B. External Sources of Recruitment
a) Press Advertisements: Advertisements of the vacancy in newspapers and journals are a widely used
source of recruitment. The main advantage of this method is that it has a wide reach.
b) Educational Institutes: Various management institutes, engineering colleges, medical Colleges etc. are
a good source of recruiting well qualified executives, engineers, medical staff etc. They provide facilities for
campus interviews and placements. This source is known as Campus Recruitment.
c) Placement Agencies: Several private consultancy firms perform recruitment functions on behalf of
client companies by charging a fee. These agencies are particularly suitable for recruitment of executives
and specialists. It is also known as RPO (Recruitment Process Outsourcing)

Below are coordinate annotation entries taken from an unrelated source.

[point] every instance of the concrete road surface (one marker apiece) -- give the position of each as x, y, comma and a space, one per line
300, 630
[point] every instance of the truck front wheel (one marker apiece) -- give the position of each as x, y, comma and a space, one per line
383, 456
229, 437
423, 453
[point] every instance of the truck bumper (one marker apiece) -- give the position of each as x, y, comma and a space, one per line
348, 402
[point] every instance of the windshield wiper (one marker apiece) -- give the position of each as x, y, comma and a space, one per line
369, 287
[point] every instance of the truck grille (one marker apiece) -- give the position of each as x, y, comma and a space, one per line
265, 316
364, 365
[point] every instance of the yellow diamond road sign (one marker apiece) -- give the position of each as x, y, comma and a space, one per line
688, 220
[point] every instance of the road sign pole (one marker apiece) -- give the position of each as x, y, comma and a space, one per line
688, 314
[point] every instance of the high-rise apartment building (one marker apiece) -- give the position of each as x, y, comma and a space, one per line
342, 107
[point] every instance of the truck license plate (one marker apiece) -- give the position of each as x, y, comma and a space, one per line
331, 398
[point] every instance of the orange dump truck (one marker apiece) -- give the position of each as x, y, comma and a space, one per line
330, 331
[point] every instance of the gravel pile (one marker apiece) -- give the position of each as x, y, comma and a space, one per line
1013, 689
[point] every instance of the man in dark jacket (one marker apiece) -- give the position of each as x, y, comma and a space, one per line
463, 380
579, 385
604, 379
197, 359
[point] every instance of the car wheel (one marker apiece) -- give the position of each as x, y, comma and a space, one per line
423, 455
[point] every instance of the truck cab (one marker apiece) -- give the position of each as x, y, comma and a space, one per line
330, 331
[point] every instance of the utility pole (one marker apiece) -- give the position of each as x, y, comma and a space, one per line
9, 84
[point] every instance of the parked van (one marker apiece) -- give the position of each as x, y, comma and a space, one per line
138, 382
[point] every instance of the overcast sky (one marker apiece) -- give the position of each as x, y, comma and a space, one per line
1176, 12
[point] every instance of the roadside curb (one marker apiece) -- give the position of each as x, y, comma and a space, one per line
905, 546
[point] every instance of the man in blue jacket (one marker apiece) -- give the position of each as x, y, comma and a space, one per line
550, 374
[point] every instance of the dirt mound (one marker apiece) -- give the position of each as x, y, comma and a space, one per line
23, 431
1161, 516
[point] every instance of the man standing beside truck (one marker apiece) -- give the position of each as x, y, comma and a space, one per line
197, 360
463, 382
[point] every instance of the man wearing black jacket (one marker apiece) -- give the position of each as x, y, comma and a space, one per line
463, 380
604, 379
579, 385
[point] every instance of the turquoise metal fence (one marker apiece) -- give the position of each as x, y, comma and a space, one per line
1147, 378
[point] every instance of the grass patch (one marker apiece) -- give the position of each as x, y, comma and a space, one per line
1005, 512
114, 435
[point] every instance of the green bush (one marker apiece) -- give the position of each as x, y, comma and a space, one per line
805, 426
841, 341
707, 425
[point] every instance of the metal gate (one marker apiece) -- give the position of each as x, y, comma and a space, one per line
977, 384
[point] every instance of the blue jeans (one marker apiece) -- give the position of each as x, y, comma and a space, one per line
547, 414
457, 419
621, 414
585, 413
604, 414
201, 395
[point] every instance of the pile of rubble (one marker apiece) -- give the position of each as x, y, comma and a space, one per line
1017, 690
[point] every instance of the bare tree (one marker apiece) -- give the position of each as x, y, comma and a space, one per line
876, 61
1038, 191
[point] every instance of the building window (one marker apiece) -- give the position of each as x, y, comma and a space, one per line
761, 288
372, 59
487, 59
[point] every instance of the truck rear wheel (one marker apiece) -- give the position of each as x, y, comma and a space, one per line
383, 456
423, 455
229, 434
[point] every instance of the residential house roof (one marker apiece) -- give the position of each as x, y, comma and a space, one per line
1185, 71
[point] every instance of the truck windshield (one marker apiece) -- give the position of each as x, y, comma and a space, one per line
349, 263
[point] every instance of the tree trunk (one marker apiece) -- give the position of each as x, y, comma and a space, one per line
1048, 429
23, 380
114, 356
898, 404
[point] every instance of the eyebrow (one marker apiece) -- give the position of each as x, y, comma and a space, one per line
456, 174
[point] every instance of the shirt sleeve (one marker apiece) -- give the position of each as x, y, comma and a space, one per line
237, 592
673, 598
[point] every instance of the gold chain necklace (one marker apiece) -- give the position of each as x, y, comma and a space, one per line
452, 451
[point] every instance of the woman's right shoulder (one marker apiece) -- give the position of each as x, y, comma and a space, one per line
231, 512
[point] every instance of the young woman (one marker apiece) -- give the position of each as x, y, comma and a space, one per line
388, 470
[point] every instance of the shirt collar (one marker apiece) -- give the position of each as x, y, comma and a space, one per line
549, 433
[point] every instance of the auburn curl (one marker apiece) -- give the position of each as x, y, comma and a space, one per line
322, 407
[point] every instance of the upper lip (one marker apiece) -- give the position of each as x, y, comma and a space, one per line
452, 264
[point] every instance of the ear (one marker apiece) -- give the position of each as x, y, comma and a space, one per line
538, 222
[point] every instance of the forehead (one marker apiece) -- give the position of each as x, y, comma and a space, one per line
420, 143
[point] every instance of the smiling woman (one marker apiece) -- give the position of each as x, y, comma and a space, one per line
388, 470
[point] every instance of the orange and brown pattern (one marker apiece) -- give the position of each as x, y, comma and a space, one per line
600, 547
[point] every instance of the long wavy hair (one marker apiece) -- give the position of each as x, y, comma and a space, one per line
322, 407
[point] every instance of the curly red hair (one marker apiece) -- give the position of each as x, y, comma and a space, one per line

d) Employment Exchanges: Government establishes public employment exchanges throughout the
country. These exchanges provide job information to job seekers and help employers in identifying suitable
candidates.
e) Labour Contractors: Manual workers can be recruited through contractors who maintain close contacts
with the sources of such workers. This source is used to recruit labour for construction jobs.
f) Unsolicited Applicants: Many job seekers visit the office of well-known companies on their own. Such
callers are considered nuisance to the daily work routine of the enterprise but can help in creating the talent
pool or the database of the probable candidates for the organization.
g) Employee Referrals / Recommendations: Many organizations have structured system where the
current employees of the organization can refer their friends and relatives for some position in their
organization. Also, the office bearers of trade unions are often aware of the suitability of
candidates. Management can inquire these leaders for suitable jobs. In some organizations these are
formal agreements to give priority in recruitment to the candidates recommended by the trade union.
h) Recruitment at Factory Gate: Unskilled workers may be recruited at the factory gate these may be
employed whenever a permanent worker is absent. More efficient among these may be recruited to fill
permanent vacancies.
i) Job Fairs: Job fairs are conducted by different companies to attract candidates for entry level jobs.